After "un-taring" the whole thing into "/opt" with the sudo command I followed the forum thread as mentioned above to use Sun's JDK instead of the built in GNU Java. Everything worked fine until I started the brand new eclipse with my normal working user.... I got the following exception and the workbench didn't come up:

me@mymachine:/opt/eclipse$ ./eclipse
!SESSION 2008-11-08 18:28:24.055 -----------------------------------------------
eclipse.buildId=M20080911-1700
java.version=1.6.0_07
java.vendor=Sun Microsystems Inc.
BootLoader constants: OS=linux, ARCH=x86, WS=gtk, NL=de_DE
Command-line arguments: -os linux -ws gtk -arch x86

!ENTRY org.eclipse.osgi 4 0 2008-11-08 18:28:24.525
!MESSAGE Error reading configuration: /opt/eclipse/configuration/org.eclipse.osgi/.manager/.fileTableLock (No such file or directory)
!STACK 0
java.io.FileNotFoundException: /opt/eclipse/configuration/org.eclipse.osgi/.manager/.fileTableLock (No such file or directory)
at java.io.RandomAccessFile.open(Native Method)
at java.io.RandomAccessFile.(RandomAccessFile.java:212)
[....]


Damn!

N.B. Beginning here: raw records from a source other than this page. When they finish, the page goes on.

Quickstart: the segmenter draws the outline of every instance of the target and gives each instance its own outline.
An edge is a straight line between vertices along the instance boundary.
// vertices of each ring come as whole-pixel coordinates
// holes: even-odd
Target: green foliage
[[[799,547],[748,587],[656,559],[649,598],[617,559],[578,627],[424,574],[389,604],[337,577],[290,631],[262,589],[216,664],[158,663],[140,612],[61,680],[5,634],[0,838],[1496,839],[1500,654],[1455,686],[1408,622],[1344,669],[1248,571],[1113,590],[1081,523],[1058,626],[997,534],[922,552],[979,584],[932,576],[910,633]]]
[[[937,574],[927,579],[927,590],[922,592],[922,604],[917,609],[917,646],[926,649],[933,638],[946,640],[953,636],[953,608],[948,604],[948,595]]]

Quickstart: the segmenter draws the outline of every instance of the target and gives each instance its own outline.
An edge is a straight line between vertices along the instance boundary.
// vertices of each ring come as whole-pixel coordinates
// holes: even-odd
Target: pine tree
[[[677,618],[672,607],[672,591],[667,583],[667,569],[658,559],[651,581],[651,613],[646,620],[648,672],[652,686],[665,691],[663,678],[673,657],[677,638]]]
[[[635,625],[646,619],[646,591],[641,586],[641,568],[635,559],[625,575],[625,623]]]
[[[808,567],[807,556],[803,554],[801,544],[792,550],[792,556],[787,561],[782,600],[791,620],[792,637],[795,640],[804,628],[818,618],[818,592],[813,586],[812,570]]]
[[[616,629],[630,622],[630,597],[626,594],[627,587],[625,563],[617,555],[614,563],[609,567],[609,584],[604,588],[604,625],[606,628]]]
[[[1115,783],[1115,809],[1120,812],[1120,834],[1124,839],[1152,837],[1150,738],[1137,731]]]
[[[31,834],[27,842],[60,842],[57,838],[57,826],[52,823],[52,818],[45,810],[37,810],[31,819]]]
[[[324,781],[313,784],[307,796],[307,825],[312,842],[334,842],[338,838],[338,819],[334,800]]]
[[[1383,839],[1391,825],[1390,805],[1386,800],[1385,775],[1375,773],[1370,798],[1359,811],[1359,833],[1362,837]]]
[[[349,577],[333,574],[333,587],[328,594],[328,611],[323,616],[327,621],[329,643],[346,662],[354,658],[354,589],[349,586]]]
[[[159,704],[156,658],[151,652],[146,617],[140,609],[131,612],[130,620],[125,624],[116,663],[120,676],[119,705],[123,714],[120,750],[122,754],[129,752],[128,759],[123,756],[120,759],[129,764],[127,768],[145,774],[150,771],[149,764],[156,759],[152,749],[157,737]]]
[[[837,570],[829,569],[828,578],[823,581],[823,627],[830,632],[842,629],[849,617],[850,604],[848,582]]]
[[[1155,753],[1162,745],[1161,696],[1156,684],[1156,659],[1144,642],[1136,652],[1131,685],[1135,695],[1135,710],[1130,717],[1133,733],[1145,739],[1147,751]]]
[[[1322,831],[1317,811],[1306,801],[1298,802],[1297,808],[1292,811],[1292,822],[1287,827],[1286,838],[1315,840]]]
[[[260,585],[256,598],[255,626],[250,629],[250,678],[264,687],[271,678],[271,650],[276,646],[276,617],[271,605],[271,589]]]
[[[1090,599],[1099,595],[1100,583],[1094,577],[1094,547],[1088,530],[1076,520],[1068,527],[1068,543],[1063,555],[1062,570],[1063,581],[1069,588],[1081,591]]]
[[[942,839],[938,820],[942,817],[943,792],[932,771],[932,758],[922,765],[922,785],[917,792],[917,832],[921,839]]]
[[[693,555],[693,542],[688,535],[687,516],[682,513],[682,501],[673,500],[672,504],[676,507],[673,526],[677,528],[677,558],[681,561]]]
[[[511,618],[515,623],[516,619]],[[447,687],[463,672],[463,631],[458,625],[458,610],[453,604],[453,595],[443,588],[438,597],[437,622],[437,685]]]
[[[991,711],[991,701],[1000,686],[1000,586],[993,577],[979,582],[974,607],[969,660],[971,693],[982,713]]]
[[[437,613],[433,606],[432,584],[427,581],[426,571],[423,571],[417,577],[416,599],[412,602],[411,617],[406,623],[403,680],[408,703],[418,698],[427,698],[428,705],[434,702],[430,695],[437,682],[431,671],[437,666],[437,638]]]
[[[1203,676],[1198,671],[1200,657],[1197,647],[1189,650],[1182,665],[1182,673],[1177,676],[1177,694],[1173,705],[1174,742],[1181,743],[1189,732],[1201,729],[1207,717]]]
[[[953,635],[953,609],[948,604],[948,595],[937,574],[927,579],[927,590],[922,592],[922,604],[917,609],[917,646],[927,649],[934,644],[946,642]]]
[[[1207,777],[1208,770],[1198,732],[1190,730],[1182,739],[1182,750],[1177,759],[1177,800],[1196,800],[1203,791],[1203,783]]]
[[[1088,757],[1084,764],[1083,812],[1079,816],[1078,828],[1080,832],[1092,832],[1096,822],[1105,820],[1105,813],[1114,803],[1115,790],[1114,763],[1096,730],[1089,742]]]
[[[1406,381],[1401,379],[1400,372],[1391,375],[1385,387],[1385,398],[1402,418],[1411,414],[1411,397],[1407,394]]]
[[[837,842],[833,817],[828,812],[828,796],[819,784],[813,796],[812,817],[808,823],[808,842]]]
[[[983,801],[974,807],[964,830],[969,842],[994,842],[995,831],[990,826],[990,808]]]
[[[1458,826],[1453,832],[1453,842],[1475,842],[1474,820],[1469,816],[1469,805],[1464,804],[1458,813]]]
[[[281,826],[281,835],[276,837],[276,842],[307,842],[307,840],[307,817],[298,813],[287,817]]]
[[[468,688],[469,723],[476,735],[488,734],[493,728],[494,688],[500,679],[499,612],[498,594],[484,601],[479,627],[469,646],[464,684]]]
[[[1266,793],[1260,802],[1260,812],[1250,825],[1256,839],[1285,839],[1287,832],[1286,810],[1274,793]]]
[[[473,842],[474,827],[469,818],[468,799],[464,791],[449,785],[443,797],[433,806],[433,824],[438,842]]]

Another round of googling... . Unfortunately Google only spit out one post - in italian. Luckily with some knowledge of french I figured out that the exception must be a sort of permission problem.
A snippet from this weblog finally solved the permission problem.

Before launching eclipse with root user make sure all files in /opt/eclipse are owned by root user:

clebeaupin@atalante:~/tmp$ sudo chown -R root:root /opt/eclipse


Yeah! Now I can start coding... :-) Perhaps this description could help someone who is also struggling with this problem.